NSA folks, on the other hand, I would assume have a soft version of a 
Variola Stego suitcase...able to quickly detect the presence of pretty much 
any kind of stego and then perform some tests to determine what kind was 
used. I bet they've been aware of Al Qaeda stego for a long time...that's 
probably the kind of thing they are very very good at.

In the end it probably comes down to Arabic, however, and that language has 
many built-in ways of deflecting the uninitiated. I'd bet even NSA has a 
hard time understanding an Arabic language message, even after they de-stego 
and translate it.

-TD
From: J.A. Terranson [EMAIL PROTECTED]
To: Tyler Durden [EMAIL PROTECTED]
CC: [EMAIL PROTECTED], [EMAIL PROTECTED], 
[EMAIL PROTECTED],[EMAIL PROTECTED]
Subject: RE: Blinky Rides Again: RCMP suspect al-Qaida messages
Date: Thu, 9 Dec 2004 12:19:55 -0600 (CST)

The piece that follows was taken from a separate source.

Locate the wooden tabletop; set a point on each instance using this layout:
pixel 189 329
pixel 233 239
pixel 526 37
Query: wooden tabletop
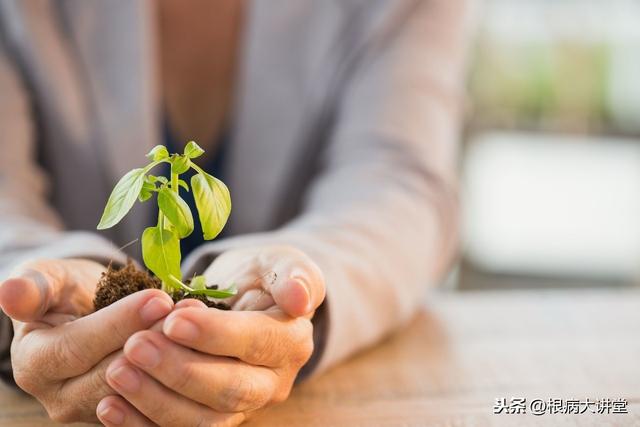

On Thu, 9 Dec 2004, Tyler Durden wrote:
 What a fuckin' joke. You mean they're only now realizing that Al-Qaeda 
could
 use stego? Do they think they're stupid?

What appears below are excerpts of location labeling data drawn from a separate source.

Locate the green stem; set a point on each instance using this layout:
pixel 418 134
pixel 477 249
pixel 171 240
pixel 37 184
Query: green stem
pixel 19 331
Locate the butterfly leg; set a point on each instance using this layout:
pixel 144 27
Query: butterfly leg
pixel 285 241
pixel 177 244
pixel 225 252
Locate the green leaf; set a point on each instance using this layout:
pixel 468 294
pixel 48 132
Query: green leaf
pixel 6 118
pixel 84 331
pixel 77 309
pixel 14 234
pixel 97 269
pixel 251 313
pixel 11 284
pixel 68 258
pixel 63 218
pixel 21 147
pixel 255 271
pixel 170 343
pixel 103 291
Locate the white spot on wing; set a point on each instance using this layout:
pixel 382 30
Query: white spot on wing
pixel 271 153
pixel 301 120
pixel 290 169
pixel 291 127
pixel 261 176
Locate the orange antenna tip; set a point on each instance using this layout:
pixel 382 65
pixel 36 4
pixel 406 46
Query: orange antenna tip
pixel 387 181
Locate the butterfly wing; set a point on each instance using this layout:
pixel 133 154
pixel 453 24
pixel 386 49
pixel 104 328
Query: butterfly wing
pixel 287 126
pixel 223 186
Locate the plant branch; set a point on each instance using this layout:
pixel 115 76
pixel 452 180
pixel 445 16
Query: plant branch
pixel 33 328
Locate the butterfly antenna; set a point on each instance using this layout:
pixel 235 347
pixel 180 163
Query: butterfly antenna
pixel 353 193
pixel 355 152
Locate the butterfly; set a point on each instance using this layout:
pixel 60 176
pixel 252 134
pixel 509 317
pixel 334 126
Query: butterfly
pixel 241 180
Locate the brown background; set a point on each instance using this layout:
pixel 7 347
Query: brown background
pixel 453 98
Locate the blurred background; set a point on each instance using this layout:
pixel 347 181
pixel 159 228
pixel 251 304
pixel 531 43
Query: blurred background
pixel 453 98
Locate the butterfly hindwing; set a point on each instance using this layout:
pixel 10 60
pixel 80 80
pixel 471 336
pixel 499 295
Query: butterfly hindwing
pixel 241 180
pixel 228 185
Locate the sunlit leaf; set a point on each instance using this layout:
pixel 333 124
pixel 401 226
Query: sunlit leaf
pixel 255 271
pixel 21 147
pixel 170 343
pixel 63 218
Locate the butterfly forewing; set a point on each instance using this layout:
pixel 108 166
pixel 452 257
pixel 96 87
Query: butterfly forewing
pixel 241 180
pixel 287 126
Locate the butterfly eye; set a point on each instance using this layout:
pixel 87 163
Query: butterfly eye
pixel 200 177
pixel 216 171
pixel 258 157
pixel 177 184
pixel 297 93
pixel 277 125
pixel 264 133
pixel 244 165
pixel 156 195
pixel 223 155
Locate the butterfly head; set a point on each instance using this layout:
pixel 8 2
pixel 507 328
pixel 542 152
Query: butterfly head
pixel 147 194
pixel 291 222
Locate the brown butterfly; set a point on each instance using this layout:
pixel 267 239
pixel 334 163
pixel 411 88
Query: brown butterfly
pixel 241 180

 Nah...certainly the NSA are fully prepared to handle this. I doubt it's 
much
 of a development at all to those in the know.

 -TD

As recently as two years ago, I had a classroom full of cops (mostly fedz
from various well-known alphabets) who knew *nothing* about stego.  And I
mean *NOTHING*.  They got a pretty shallow intro: here's a picture, and
here's the secret message inside it, followed by an hour of theory and
how-to's using the simplest of tools - every single one of them was just
blown away. Actually, that's not true - the Postal Inspectors were bored,
but everyone _else_ was floored.
While the various alphabets have had a few years to get up to speed, the
idea that they are still 99% ignorant does not surprise me in the least.
//Alif
--
Yours,
J.A. Terranson
[EMAIL PROTECTED]
0xBD4A95BF
 Civilization is in a tailspin - everything is backwards, everything is
upside down- doctors destroy health, psychiatrists destroy minds, lawyers
destroy justice, the major media destroy information, governments destroy
freedom and religions destroy spirituality - yet it is claimed to be
healthy, just, informed, free and spiritual. We live in a social system
whose community, wealth, love and life is derived from alienation,
poverty, self-hate and medical murder - yet we tell ourselves that it is
biologically and ecologically sustainable.
The Bush plan to screen whole US population for mental illness clearly
indicates that mental illness starts at the top.